Preservation Plan
Purpose
CSIRO recognises the significant value in the data generated by its substantial investment in research. Sharing of research data is a central aim of research data management activities and it is essential for transparency, reproducibility, and innovation. The Data Access Portal provides the basis for the management of CSIRO’s digital research data assets in terms of storage, retention, and accessibility for reference, use, or reuse. For the purposes of this Preservation Plan, research data assets are those selected for long-term storage and management to enable validation of research findings and re-use of high-value or unique data. This Preservation Plan describes CSIRO’s approach to the processes and responsibilities of long-term retention and preservation of data assets held in the Data Access Portal for use by its user community.
The user community of the Data Acess Portal includes researchers, industry stakeholders, students, and policymakers from a broad range of the sciences and the wider community. To ensure long-term access to the collections in the Data Access Portal, CSIRO commits to maintaining the authenticity, reliability, and logical integrity in formats suitable for reuse.
Mission
The mission of the Data Access Portal is to provide access to CSIRO’s research data and ensure its long-term preservation and persistence.
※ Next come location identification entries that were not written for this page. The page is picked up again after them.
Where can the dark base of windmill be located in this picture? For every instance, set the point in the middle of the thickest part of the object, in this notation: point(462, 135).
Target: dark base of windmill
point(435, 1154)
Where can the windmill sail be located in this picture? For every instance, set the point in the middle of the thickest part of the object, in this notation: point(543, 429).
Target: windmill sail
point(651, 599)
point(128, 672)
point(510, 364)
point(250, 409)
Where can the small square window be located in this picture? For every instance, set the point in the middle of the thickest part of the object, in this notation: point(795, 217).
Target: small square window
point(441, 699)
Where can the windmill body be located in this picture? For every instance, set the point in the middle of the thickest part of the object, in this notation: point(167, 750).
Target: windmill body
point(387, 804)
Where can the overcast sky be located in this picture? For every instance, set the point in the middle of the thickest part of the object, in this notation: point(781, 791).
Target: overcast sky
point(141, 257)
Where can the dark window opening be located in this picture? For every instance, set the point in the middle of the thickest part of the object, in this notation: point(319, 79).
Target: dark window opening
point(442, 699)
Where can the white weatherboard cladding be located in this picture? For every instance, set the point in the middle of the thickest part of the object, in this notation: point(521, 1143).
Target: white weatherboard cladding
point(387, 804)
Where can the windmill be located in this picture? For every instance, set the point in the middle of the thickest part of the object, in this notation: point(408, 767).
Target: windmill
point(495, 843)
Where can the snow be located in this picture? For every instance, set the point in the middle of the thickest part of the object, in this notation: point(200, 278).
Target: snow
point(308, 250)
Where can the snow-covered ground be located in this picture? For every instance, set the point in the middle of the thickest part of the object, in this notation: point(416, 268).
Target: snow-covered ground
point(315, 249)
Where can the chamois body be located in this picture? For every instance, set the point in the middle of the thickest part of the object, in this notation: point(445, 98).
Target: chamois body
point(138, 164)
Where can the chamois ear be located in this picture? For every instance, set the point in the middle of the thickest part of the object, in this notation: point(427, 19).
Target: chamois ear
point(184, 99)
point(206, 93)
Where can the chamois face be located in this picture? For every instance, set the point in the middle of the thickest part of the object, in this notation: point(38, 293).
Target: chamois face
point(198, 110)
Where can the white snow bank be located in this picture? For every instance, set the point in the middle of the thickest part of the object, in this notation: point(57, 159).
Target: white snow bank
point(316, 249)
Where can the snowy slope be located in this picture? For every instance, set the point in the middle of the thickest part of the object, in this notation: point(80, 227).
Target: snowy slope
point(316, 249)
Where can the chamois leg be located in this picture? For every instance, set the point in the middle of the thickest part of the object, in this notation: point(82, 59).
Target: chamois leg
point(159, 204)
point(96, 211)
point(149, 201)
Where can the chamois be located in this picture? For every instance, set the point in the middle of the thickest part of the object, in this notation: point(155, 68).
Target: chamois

The objective of the CSIRO Research Data Service is to ensure that the organisation captures, publishes and manages the right data to support innovation, collaboration, and scientific integrity. The Research Data Service will:
- ensure research data under the custodianship of CSIRO is securely stored, easily located and where appropriate, accessible to others for reuse;
- provide the ability to publish data to support reproducibility and research integrity;
- manage data in an increasingly collaborative research environment;
- respond to government and funding body requirements to share the data rising from publicly funded research.
The service is a collaboration between Information Management Technology teams as well as internal research partners to deliver a holistic solution for the management of research data in CSIRO. The Data Access Portal is the point of capture, and discovery portal, for CSIRO’s research data assets.
The CSIRO Data Access Portal optimises findability of the CSIRO’s research data collections. External systems that harvest the metadata includes data.gov.au, Research Data Australia, Google’s Dataset Search and other subject discipline portals.
Scope
The scope of this Preservation Plan is limited to the collections in the Data Access Portal. The Data Access Portal includes data assets generated by CSIRO. It may include third-party data that has been subject to a data deposit agreement and meets the criteria detailed in External Data Applications. CSIRO is committed to preserving the data that falls within our scope of responsibility.
Objectives
The data collections preservation service at CSIRO is designed to meet these objectives:
An integrated and interoperable data ecosystem with;
Established accountability for data at all levels;
A default assumption of openness, at the same time, ensuring that licensing, ethical and contractual obligations are honoured;
Supported by data management and data governance tools;
Acknowledgment of CSIRO culture and specific needs through the development of a data governance-oriented social architecture;
An approach where data is valued by the organisation and is managed in a way that enables us to realise value;
To preserve the data assets in the Data Access Portal permanently;
To survey file formats and assess their risk profile for long term preservation; and
To be a trusted digital repository.
Legal and regulatory framework
CSIRO is an Australian Government corporate entity, with a Board and Chief Executive. We’re constituted by and operate under the provisions of the Science and Industry Research Act 1949, which sets out our functions and powers, as well as those of our Minister, Board and Chief Executive. The governance, performance and accountability of our operations, including the use and management of public resources, are set out in the Public Governance, Performance and Accountability Act 2013 and related rules.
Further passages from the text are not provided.